When some of the most iconic artists of their generation come to town, the need to visit seems almost automatic, regardless of their seeming omnipresence. Luckily, in this case, Anselm Kiefer and Richard Serra are presenting works that deviate from the norm, while emerging painter Autumn Ramsey makes her European exhibition debut and an exhibition based around the theme of “recycling” draws connections across the decades.
ReCycle at Chantal Crousel
This group show spans a period of production as broad as 1942 to 2017 and revisits the history of assemblage and the notion of recycling as a relatively recent art historical development. Despite featuring seventeen artists (ranging from Kurt Schwitters to Thomas Hirschhorn), the exhibition feels sparse. Each piece is accorded a neat portion of space, almost in acknowledgement of their wildly varying pasts and potentialities. Carol Rama’s Spazio Anche Piú Che Tempo (1970) features a bicycle tyre inner tube fashioned into a distorted abstract form, which is reminiscent of her family factory in Italy. It sits somewhat incongruously alongside Isa Genzken’s Untitled (2012); a child mannequin accompanied by a stuffed toy monkey on a stool. Beyond any immediate disharmony, the pieces in this show are comfortably tied together through the unique practice of recycling objects, where questions of value, history and political influence are brought to the fore through their contextualization.
Until 21 April
Neïl Beloufa—Promotion at Galerie de Multiples
This somewhat atypical format sees Galerie de Multiples serve, quite literally, as a promotional space for Beloufa’s film release, Occidental. The artist––who is surely one of the busiest in all of Paris due to a concurrent, sprawling solo show at the Palais de Tokyo (until 13 May)––has created forty unique silkscreen film posters, with a selection exhibited in the gallery while the film trailer plays on a loop. Occidental will be screened in cinemas across the city at the end of the month, but in this moment the prints illustrate Beloufa’s transmedia approach, which supports his semi-encyclopaedic investigation into the dissemination of images that influence our perception of power and politics.
Until 28 April
Anselm Kiefer—Für Andrea Emo at Thaddaeus Ropac (Paris Pantin)

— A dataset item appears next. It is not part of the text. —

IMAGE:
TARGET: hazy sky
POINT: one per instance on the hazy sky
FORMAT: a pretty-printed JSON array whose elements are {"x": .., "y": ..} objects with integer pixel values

It feels like barely a year goes by without an Anselm Kiefer show in Paris (Musée Rodin, 2017; Centre Pompidou, 2016; Gagosian 2013; Thaddaeus Ropac, 2012). Yet I couldn’t resist exiting Paris by bike, heading north along the canals to see his colossal works suspended in Ropac’s bright, airy suburban outpost. This former sheet metal factory’s industrial past seems fitting for this atypical body of work, entitled Für Andrea Emo (for Andrea Emo, the Italian metaphysician). The exhibition features a number of old paintings that inspired such disdain in the artist that he poured sheet metal onto their broad surfaces; creating thick dark scabs which peel back to reveal glimpses of their former forms. There is something vaguely post-apocalyptic about the thick metal crusts which drown and obscure the bucolic scenes. Kiefer (who pledges allegiance to the 19th-century poet Baudelaire) calls them “festering sores” but there is something equally mechanical to their metal form, something that is less organic and more insidiously machine-driven when viewed in the present moment.
Until 31 May
Autumn Ramsey at Galerie Crèvecoeur
This is Autumn Ramsey’s first show in Europe, having previously exhibited almost exclusively in her local Detroit. This general air of mystery is only enhanced by the painted mythical figures and ferocious creatures that she calls self-portraits. Starting with an explicit reference to the 19th-century French painter Gustave Moreau, before moving through a range of more simplified, almost parochial styles, the question of self-perception through painting is treated with an unsettling poignancy. This cacophony of carnivorous animals adorn the walls alongside more traditional, yet startlingly stark portraits that depict the artist as both predator and prey.
Until 28 April
Richard Serra—Double Rift at Galerie Lelong
Richard Serra may be best known for his colossal sculptures––their imposing mass warps the ways we inhabit the space that surrounds them––but the prints now on show at Galerie Lelong’s Paris space share a similar gravity. While his sculptural pieces impose themselves either as a literal blockade to the space that they occupy, these prints, created with viscous oil stick and silica, are equally commanding. The dense blackness of his Double Rift series mirrors this idea of obstruction while the small slivers of white––the rifts––provide small interstices to the seemingly impenetrable surface.